I know that rabbits can cope well with the cold, but I also know that the wild ancestors of our domesticated rabbits live in groups, benefiting from the body warmth of each other during winter. So I guess my question is, what might be his limit of cold tolerance, under the conditions I have described: plenty of sheltered indoor but unheated space, and an underground burrow, but no other rabbit to snuggle with.

I cannot take him indoors - I have no cage, I think he would hate living in a cage, having lived his entire life with plenty of space, and I have four cats indoors, at least one of which would try to kill the rabbit if I let him run around the house. I also do NOT want to get another rabbit. These were my daughter's pets, and she will be going off to college in a year.
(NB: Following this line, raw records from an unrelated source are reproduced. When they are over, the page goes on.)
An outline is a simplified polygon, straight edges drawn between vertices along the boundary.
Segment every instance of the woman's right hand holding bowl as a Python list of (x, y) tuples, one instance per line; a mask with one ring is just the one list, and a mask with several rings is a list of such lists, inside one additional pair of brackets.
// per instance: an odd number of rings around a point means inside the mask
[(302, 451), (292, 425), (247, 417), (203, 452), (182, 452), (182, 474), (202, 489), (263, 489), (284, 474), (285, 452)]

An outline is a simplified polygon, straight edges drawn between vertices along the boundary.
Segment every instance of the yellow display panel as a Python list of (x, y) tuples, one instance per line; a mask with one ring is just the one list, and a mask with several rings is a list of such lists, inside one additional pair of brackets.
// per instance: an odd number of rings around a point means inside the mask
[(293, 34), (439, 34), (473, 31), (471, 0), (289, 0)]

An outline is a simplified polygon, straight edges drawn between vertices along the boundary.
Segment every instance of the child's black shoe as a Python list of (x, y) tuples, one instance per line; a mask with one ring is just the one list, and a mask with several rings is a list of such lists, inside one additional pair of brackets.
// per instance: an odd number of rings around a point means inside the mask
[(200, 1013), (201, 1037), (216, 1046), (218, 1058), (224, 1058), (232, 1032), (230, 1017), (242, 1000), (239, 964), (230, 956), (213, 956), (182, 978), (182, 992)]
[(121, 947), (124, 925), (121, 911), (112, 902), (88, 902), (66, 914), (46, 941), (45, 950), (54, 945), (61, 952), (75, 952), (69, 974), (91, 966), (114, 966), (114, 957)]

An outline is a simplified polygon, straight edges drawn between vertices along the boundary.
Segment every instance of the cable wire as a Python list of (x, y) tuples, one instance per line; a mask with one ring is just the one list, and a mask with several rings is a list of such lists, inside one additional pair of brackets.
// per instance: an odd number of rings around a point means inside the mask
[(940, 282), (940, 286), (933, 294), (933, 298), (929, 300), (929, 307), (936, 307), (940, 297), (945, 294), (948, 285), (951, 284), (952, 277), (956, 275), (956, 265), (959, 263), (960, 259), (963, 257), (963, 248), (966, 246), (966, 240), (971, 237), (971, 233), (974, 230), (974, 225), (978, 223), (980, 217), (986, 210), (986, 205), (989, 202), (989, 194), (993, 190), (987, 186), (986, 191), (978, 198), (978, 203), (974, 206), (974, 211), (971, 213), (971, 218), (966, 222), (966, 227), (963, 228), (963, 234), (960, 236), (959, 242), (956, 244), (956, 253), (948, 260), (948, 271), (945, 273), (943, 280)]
While I do not want our current rabbit to freeze to death, I also don't want to commit to prolong my rabbit keeping years any longer than the lifespan or our current rabbit.

Any thoughts on whether my situation is sufficient for him to survive a prolonged cold spell, and/or suggestions for helping him keep warm, other than getting another rabbit or taking him indoors?


----------



## mochajoe (Jan 24, 2013)

I am so sorry for your loss! I am your neighbor to the north in NH....where it has been even colder. I don't currently have outdoor bunnies....however I have in the past. As long as there is no draft in the house....and he seems to prefer his burrow....I am sure he is fine. Bunnies actually handle the cold MUCH easier than the heat! I definitely would NOT want outdoor bunnies in warmer climates! Much easier to make sure they are safe in the cold than keep them cool in the heat!!! Your set up by the way, sounds like the next best thing to being a free bunny! Awesome!!!


----------



## lagomorph (Jan 24, 2013)

Thank you so much for responding!! When you had outdoor bunnies, did you ever have one all alone like mine is, or did they always have a friend to snuggle with? My two did just fine for all the past winters, but they always had each other. This little one is now all by his lonesome. But even all alone, you think he can still handle it?


----------



## Blue eyes (Jan 24, 2013)

Mine are indoors, but you are experiencing unusually cold weather even for outdoors. I found this on a rabbit site:

If you live in an area that experiences cold winters, provide your rabbits with shelter from the wind, extra hay inside their boxes for insulation and, most importantly, adequate water. Use water crocks during winter because water bottle tubes freeze quickly and provide nothing but frustration to your rabbit. 
Crocks need to be changed at least twice a day because they freeze solid within a short time. *Water is essential. Rabbits will starve to death without water. They cannot eat without water.* Heated crocks are available in "cold country" from the local feed stores.


----------



## BinkyBunny (Jan 24, 2013)

I have read that an outdoor rabbit should probably have another rabbit it can at least see because that could get lonely. I don't know the truth of it or how others feel, but read that in a book on rabbits.


----------



## Thumperina (Jan 24, 2013)

my suggestions are: 
- to get the shed a little bit heated with the heater. Is there access to electricity there (sorry for the stupid question)? extension cord might help. 
- do you have any other places to take him in except for the house? My rabbits come to attached garage nightly. I am using a fan to heat the garage.


----------



## Thumperina (Jan 24, 2013)

you should be able to see how well your rabbit tolerates the cold. Does he seem to be all right? eating well? 
My rabbits would not eat much when they are really cold. As soon as I take them in, they would eat veggies like crazy. 
By the way, how do you feed veggies? they also tend to freeze.


----------



## Thumperina (Jan 24, 2013)

Blue eyes said:


> *Water is essential. Rabbits will starve to death without water. They cannot eat without water.*


I have rabbits who don't drink their water or drink it very little. 
I know it is not good but I don't know how to convince them. They probably get water from veggies and grass (which is not a good grass in winter)


----------



## lagomorph (Jan 24, 2013)

All good thoughts; thanks. He normally does get a fresh salad of greens in the morning, but you are right, that it does freeze more quickly than he can eat them, so to make up for the decrease in greens, I have increased his rations of alfalfa hay, oat hay, timothy based pellets, and twigs from our apple trees (no pesticides used), and he always has more timothy hay available than he can possibly eat.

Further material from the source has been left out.